Last weekend I got to record music in our old music room at my parents house for the first time in twenty years. The last time I was recording music in that room it was on a 4-track tape player, the same machine which in one of my finer musical moments allowed me to record a translated version of Tesla’s “Love Song” for my high school Spanish class. And somehow I didn’t have that many friends in high school.
So up and coming rockers, the Cabin Kings, booked some session time with my brother at the engineering helm, and we got the basics of 10 songs or so recorded in two afternoon sessions. Listening to some of them now, I think we’ll need to re-record a ton, but this one has a few usable tracks I think: http://thecabinkings.com/022011/devil.mp3. It was nice to record with the piano I grew up with too… well, at least one of us grew up. But it’s definitely dawning on me that it’s a LOT of work to be in a band, to play shows, to record… and I’m seeing why people usually give that up for a while when they have kids.
The kids sort of want and need your attention too, it seems.
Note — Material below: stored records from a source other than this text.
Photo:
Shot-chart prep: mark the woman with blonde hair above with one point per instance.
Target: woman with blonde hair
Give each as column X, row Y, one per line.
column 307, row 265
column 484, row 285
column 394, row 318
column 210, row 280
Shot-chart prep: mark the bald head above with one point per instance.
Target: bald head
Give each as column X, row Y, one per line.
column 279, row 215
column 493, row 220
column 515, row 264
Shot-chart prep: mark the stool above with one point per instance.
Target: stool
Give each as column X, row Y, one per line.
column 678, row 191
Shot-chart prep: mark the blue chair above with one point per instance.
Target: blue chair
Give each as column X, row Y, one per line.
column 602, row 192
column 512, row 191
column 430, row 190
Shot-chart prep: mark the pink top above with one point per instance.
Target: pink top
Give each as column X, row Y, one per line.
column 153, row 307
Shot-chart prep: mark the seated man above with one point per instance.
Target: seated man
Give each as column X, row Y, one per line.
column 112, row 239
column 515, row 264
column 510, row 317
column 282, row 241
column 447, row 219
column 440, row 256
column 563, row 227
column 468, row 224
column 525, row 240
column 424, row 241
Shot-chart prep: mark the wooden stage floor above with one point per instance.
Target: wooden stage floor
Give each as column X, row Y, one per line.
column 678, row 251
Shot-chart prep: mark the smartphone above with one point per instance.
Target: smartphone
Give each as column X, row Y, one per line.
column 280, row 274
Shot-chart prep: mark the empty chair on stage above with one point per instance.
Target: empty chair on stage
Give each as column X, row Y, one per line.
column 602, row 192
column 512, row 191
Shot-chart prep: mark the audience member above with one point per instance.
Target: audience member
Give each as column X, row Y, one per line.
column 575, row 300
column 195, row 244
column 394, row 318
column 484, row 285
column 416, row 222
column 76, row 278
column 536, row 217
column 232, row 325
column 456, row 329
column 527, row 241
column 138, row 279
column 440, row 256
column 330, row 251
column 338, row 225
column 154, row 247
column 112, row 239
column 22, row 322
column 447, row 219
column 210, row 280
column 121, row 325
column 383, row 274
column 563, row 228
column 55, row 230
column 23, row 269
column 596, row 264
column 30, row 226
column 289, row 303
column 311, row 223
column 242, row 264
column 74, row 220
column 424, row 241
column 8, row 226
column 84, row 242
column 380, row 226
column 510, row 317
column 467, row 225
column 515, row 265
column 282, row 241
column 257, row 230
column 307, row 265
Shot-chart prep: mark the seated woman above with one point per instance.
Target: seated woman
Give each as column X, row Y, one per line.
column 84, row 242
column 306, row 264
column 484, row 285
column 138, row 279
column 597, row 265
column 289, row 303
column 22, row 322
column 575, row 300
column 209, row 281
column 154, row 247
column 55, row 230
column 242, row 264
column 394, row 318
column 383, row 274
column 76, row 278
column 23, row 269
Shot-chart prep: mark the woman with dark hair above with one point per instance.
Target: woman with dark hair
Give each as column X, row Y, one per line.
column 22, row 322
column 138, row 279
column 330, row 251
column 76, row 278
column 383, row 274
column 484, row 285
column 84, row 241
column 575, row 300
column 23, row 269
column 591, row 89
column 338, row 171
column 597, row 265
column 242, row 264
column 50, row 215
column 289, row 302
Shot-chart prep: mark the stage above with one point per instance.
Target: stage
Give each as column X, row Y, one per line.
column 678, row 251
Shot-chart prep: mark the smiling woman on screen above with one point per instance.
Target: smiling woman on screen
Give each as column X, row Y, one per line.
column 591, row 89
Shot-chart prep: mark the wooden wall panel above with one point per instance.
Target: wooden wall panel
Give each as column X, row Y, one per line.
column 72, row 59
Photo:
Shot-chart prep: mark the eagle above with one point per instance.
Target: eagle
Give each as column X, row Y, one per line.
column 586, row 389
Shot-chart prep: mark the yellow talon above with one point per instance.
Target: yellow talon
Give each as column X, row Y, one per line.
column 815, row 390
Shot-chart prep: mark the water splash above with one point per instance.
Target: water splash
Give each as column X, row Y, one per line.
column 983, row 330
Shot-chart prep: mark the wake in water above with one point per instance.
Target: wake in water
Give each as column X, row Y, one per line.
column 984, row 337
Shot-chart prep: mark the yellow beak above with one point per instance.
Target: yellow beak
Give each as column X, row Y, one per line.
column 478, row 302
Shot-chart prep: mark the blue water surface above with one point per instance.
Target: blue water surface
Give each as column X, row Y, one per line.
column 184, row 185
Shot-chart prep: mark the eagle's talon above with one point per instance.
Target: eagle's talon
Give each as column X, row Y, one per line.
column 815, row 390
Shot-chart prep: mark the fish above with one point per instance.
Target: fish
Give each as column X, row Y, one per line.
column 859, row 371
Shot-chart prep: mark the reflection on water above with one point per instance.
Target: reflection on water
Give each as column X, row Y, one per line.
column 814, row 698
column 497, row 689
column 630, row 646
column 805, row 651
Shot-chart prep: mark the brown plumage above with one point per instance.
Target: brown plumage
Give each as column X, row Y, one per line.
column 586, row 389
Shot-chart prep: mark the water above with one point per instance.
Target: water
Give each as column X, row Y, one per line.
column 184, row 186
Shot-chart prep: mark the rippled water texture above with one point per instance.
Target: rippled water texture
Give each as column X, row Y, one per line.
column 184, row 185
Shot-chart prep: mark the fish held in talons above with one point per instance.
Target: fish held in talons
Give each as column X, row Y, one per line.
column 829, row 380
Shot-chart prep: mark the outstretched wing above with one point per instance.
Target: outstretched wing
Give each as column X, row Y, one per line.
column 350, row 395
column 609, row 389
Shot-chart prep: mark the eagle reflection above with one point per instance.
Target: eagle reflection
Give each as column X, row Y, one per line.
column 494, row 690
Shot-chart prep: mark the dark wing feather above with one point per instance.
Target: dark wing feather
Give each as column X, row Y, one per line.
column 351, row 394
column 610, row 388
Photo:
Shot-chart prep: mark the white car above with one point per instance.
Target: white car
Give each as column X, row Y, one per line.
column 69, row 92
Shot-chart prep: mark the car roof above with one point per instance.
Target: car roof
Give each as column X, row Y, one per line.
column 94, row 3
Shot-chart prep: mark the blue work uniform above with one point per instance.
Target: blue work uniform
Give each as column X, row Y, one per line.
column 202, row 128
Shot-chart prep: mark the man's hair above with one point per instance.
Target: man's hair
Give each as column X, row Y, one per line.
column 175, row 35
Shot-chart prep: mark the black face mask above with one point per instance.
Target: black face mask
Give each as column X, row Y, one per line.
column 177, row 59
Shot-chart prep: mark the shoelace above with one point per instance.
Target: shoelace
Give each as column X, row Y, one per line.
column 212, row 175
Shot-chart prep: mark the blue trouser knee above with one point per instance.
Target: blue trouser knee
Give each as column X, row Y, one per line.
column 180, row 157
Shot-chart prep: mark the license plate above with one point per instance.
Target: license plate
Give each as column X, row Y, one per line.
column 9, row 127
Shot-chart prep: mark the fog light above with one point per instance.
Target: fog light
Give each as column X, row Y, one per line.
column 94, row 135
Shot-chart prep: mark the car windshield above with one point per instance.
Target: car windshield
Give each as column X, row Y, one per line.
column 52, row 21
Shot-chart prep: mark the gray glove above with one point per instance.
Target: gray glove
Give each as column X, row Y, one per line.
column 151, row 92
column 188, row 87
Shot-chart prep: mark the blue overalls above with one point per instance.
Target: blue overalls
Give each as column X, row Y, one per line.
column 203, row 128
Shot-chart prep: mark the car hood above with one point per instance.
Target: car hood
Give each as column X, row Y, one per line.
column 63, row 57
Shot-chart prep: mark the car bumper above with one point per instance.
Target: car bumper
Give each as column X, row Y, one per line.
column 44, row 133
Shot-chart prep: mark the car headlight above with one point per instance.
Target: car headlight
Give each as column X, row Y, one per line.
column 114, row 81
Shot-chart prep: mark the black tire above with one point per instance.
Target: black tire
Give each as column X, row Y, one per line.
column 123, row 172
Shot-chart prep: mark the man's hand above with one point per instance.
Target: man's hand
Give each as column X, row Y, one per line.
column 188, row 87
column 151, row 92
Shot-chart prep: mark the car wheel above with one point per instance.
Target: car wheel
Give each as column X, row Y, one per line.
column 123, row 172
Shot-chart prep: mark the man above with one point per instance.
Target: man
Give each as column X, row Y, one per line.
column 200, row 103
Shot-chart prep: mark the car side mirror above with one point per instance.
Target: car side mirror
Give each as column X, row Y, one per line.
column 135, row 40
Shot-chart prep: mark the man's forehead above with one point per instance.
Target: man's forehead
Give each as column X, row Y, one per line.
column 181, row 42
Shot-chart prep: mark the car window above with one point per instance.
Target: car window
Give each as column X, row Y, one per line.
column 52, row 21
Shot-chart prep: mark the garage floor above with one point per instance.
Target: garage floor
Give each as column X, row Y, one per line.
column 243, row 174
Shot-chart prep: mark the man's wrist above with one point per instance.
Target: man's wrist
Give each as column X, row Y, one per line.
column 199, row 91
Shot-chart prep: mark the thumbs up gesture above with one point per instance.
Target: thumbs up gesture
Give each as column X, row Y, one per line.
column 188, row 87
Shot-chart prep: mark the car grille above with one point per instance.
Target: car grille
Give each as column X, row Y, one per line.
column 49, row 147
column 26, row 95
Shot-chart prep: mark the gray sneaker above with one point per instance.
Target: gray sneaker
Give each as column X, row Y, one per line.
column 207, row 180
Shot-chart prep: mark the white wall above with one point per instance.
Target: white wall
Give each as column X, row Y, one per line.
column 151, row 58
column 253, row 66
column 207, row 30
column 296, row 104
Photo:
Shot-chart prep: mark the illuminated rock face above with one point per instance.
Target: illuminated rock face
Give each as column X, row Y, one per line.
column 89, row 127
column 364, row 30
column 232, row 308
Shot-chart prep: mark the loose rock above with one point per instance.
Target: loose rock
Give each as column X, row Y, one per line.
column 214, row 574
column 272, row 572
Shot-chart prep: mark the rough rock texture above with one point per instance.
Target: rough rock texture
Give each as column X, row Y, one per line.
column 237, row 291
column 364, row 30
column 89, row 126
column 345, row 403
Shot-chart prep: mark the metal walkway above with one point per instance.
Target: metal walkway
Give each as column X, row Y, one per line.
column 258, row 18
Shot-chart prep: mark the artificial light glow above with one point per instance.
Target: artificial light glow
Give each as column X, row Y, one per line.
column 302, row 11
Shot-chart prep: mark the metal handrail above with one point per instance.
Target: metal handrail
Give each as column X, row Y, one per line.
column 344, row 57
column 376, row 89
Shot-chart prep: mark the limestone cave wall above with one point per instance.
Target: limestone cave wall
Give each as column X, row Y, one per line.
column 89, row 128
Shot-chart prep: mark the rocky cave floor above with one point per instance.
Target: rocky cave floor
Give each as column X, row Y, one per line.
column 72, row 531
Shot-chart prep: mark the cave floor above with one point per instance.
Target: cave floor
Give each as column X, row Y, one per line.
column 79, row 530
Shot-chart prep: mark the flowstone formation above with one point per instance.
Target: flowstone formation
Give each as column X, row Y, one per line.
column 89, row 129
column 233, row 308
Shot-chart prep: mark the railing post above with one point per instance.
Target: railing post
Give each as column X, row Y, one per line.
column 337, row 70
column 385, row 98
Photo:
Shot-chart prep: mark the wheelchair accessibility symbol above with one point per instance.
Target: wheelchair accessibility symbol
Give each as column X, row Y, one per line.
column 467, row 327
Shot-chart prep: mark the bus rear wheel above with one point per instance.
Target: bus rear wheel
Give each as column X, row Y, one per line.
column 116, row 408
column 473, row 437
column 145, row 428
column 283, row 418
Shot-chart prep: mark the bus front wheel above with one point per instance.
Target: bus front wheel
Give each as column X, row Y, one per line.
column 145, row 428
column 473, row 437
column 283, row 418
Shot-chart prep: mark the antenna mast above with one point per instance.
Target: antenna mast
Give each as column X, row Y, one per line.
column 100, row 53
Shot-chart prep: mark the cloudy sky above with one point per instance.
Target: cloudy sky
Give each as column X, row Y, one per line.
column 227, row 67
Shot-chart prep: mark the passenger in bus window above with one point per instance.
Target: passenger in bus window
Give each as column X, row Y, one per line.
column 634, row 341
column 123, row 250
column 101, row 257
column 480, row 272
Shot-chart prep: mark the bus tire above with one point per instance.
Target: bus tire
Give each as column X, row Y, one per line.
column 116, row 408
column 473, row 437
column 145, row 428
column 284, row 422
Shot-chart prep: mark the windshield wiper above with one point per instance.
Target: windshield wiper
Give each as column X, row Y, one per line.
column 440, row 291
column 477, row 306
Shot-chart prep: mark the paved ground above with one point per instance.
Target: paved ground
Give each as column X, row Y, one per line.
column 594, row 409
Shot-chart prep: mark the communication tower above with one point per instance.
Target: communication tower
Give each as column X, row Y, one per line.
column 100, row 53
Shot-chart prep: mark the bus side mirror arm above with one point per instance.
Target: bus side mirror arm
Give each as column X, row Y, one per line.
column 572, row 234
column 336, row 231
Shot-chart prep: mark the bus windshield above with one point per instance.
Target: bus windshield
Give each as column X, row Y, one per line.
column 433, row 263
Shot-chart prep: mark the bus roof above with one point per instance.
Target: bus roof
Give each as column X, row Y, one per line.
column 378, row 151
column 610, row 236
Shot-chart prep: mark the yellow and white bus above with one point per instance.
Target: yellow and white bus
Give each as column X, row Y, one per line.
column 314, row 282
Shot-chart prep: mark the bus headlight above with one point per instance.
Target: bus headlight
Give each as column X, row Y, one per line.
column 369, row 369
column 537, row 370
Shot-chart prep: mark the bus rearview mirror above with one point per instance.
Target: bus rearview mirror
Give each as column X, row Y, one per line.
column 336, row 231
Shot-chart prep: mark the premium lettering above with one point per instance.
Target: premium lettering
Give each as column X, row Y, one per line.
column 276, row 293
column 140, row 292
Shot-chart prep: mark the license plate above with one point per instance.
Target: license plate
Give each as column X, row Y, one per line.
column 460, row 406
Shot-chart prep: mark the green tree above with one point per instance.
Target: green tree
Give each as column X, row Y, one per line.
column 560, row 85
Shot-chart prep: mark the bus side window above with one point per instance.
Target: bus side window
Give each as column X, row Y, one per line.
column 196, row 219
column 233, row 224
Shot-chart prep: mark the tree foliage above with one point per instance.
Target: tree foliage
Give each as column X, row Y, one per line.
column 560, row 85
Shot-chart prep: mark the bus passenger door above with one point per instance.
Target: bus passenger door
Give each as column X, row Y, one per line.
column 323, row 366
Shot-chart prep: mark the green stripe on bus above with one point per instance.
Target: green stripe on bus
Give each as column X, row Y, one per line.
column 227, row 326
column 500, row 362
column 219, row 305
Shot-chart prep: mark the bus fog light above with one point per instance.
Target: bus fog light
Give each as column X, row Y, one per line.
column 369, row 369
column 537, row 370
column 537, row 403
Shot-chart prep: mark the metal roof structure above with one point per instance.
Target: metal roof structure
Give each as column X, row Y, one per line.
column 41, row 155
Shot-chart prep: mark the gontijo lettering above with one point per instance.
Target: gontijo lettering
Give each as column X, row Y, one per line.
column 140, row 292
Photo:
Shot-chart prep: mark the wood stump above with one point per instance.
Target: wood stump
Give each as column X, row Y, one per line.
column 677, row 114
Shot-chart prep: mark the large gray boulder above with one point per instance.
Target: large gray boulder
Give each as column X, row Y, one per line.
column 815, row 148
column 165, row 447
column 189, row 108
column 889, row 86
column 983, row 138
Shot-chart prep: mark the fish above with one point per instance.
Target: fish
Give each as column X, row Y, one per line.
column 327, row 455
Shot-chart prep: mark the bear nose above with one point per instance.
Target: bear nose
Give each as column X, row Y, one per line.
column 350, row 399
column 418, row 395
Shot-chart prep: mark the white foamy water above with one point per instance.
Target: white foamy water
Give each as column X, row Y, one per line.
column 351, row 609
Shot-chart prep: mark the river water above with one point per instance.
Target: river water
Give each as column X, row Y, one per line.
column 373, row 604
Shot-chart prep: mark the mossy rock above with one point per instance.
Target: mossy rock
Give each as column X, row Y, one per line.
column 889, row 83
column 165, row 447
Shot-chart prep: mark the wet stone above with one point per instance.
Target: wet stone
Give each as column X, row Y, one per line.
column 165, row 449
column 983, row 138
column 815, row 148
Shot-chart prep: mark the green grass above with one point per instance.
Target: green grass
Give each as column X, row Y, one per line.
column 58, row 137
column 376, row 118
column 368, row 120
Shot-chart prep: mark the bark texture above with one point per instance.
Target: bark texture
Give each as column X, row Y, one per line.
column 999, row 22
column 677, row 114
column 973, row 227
Maybe I’m crazy but there’s still–after five years–the sort of out-of-body experience of being a dad, of you looking at yourself from afar as you change a diaper (you know, to get further away from the smell) or find yourself demanding that your child pick up the food they’ve thrown on the floor or sending them to their room. I mean, can we just so predictably become that person? I know these are just the stereotypical or prototypical moments of being a parent and there are countless others where you can be far goofier than any other parent has ever been and really bond with your kids on their level. That’s what comes easily to me. It’s the other part that feels like it’s just too generic to embrace.
Unfortunately that’s sort of the important stuff — getting your kid to swimming lessons and changed out of their wet suits afterwards. Getting your kids enrolled in school, signed up for daycare, vaccinated, washed, dressed warmly, fed, rested… when you really want to practice the piano or pick up the banjo for the first time in a week or open a book for the first time in a month. But no, you should really call those nice folks you met at the new year’s party so that your kids can have a play date. What? Call someone? Make a new friend? It’s hard to do that when it’s unclear if it’s the kids who need to be friends or the parents… or both? I mean, are you just calling me so your kid can play with mine? Because I thought we had something here!! I wanted to hear more about your lawn and your daycare arrangement!! And I thought that you thought my jokes about my commute were hilarious!
Let’s face it — we adults are under siege when we have kids clamoring about our feet, and there’s really no room for meaningful socialization in that situation. It’s just about survival. It’s about being a successful parent, whatever that means at the moment… like having your kid enjoy the indoor play gym that you paid $12 to access, or having your kid eat the food you got them for lunch, or having your kid learn something at the museum, and on and on.
So I guess you can fully adopt this persona as your own — the mission-oriented parent who’s 100% defined by his/her commitment to the kids. Or you can do the best you can to punctuate your parental duties with cynical. world-weary, increasingly less witty remarks (kids are known to sap wit, hence the frequent expression around kids, “I’m at my wits end!”), thus keeping up the pretense of your former self. But as my wife has pointed out, cynical comments amidst parenting become pretty tedious when there’s really no one listening to you except those similarly under siege.
I guess you just have to find the right ways to blend your former self and your new parenting self. The kids are finally showing some signs of being interested in music. Syd is getting into the Star Wars trilogy (the original one of course), which is something we can now both talk about for hours. Isaac is showing a knack for coming up with weird little punchline catchphrases, like adding “Bob” to the end of everything, “Hey, Bob!” “No way, Bob!” which means I could have some competition at long last in the humor department. **crickets** Is this thing on?
So “too big to fail” is the name of one of the new songs we recorded, but it works for this message too, I guess, as parenting is too big a responsibility and, honestly, too big a goal of mine, to fail at it. I mean, compared to playing half-decent rock ‘n’ roll music or writing a half decent blog, being a supportive and loving parent is what I really care about. Or so I’ve convinced myself, in the course of writing this message. Just have to remember this when the kids are screaming for more Dora and Diego episodes on TV or when they are smiling with my eggplant parmesan and spaghetti dinner in their mouth until it just falls out on their shirt, the chair and the floor. Real funny, young man!! Clean it up!!